CN: add a draft intro to CN's (resource) logic

The idea is to be a primer on what kinds of steps CN takes, and provide forward references to a more detailed manual for the various features.
rems-project · Jan 23, 2024 · c0fa1ae · c0fa1ae
1 parent 3cf2eb1
commit c0fa1ae
Showing 1 changed file with 192 additions and 0 deletions.
diff --git a/backend/cn/manual/logic.md b/backend/cn/manual/logic.md
@@ -0,0 +1,192 @@
+
+## Note on Resources and CN logic
+
+CN is a correctness checker for C programs. It is designed as an enhanced type
+system (specifically, a refinement type system), based on separation logic.
+In addition to well-typed arguments, C functions are annotated to
+*require* various resources and preconditions. In addition to returning a
+well-typed return value, C functions are annotated to *ensure* various
+resources are returned to their caller, and various postconditions hold.
+
+For instance, the function `deref_on_2` here takes a pointer argument `int *p`, and
+additionally requires that it can take ownership (exclusive use) of the memory
+that `p` points to via the `take .. Owned(p)` clause. It returns the same
+resource to its parent via the `ensures` counterpart, `ensures take .. Owned(p)`.
+
+```
+int deref_on_2 (int *p, int x)
+/*@ requires take p_v = Owned(p) @*/
+/*@ requires x >= 0i32 @*/
+/*@ ensures take p_v2 = Owned(p) @*/
+{
+  int y;
+  if (x == 2) {
+    y = *p;
+  }
+  else {
+    y = 0;
+  }
+  return y;
+}
+```
+
+### Process of type checking
+
+CN type checks a program forward through its syntax. It begins at the
+entry point, and assuming that all logical `requires` conditions hold, and
+assuming that the required resources can be taken from the calling environment.
+Type-checking then proceeds, statement by statement, from start to end. At
+`return` points, CN must be able to prove the `ensures` postconditions, and all
+the resources in the "ensures" clauses must be present. Furthermore, no other
+(nonempty) resources may remain in the context once the named resources are
+returned. CN has a linear type system for resources, and does not permit
+resources to be discarded silently, instead they must be explicitly returned
+or disposed of via a a call to `free` or similar.
+
+Type-checking proceeds forwards through straight-line blocks, but forks at
+conditionals such as `if (x == 2)` above. Here type-checking will split into
+two cases, one assuming `x == 2`, the other assuming the opposite.

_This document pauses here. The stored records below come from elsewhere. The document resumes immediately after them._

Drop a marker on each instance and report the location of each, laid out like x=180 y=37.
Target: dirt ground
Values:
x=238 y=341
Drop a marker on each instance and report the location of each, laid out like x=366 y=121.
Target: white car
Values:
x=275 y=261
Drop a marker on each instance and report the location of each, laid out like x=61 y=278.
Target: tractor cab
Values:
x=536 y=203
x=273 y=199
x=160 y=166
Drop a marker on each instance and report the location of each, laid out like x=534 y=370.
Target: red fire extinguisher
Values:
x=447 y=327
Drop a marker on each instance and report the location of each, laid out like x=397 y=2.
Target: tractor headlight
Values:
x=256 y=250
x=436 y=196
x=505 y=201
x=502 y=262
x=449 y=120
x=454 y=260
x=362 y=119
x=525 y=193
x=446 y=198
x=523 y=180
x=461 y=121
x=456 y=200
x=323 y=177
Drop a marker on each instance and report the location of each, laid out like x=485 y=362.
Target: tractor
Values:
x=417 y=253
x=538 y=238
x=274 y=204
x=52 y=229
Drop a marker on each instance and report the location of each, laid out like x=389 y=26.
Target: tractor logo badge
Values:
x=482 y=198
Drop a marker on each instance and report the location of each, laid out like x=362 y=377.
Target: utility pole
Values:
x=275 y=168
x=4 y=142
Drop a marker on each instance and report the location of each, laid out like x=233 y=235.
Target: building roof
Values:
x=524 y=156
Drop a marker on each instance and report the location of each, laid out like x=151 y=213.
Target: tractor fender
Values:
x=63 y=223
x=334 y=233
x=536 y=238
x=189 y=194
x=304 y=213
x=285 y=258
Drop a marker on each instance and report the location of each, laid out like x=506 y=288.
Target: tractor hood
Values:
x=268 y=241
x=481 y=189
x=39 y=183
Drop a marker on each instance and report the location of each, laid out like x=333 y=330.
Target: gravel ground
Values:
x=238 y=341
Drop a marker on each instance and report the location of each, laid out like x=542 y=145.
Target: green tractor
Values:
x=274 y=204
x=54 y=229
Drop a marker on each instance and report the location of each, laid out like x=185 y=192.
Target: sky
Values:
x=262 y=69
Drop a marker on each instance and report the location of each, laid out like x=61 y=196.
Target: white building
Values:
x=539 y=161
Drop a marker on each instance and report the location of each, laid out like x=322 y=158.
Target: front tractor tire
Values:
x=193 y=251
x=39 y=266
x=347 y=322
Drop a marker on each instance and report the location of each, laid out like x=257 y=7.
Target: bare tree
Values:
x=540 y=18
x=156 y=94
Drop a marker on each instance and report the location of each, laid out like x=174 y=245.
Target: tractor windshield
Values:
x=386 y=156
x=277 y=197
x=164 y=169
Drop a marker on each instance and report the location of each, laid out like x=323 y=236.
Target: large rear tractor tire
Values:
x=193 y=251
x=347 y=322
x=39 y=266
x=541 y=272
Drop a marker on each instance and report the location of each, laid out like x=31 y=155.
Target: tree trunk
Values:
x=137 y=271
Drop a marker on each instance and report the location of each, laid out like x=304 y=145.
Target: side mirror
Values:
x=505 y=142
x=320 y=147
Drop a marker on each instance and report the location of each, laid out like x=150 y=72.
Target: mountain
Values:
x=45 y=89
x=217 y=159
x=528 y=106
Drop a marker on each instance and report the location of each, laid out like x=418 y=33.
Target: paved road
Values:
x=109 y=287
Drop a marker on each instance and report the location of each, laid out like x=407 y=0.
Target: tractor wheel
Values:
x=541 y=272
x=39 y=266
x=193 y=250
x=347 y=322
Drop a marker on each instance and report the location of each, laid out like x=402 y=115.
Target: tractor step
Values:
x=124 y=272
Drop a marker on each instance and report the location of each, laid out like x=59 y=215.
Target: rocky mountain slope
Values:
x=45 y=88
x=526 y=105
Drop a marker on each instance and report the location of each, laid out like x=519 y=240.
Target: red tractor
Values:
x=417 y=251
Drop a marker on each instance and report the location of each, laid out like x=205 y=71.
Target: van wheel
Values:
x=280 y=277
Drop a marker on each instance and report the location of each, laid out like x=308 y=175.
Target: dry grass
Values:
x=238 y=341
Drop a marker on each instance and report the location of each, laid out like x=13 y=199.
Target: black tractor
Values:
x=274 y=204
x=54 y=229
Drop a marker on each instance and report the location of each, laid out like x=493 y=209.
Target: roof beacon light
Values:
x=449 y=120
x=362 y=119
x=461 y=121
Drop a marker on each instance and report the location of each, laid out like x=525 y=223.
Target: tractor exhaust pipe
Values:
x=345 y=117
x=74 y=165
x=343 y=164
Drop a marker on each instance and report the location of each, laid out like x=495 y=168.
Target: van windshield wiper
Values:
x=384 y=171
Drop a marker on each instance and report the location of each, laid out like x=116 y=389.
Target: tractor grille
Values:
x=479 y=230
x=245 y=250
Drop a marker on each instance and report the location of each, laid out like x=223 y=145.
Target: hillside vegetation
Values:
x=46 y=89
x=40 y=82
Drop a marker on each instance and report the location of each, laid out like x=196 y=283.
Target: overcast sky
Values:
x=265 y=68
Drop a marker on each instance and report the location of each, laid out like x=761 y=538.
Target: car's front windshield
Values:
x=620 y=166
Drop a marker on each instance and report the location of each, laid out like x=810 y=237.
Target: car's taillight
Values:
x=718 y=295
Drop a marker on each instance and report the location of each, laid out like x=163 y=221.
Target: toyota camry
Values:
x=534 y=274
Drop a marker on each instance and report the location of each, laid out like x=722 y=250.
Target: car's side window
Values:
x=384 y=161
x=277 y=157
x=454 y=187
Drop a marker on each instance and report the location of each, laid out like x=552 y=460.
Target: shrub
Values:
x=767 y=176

Statements
+after the conditional, such as `return y` above, might be type-checked in both
+branches. This exploration is roughly a depth-first walk of the control-flow
+graph. Impossible branch combinations will be detected, so some arcs of the
+control-flow graph may be skipped.
+
+Loops need to be annotated by the user with `inv` annotations, which, like the
+`requires` annotations of the function, specify the preconditions and resources
+required to execute the loop. For example, the invariant that `i` and `j` add to
+seven is sufficient to verify this function:
+
+```
+int
+count_to_seven(void)
+/*@ ensures return == 7i32 @*/
+{
+  int i = 0, j = 7;
+  while (j > 0)
+  /*@ inv 0i32 <= j @*/
+  /*@ inv 0i32 <= i @*/
+  /*@ inv i + j == 7i32 @*/
+  {
+    j -= 1;
+    i += 1;
+  }
+  return i;
+}
+```
+
+These annotations specify what must be true and available prior to the loop.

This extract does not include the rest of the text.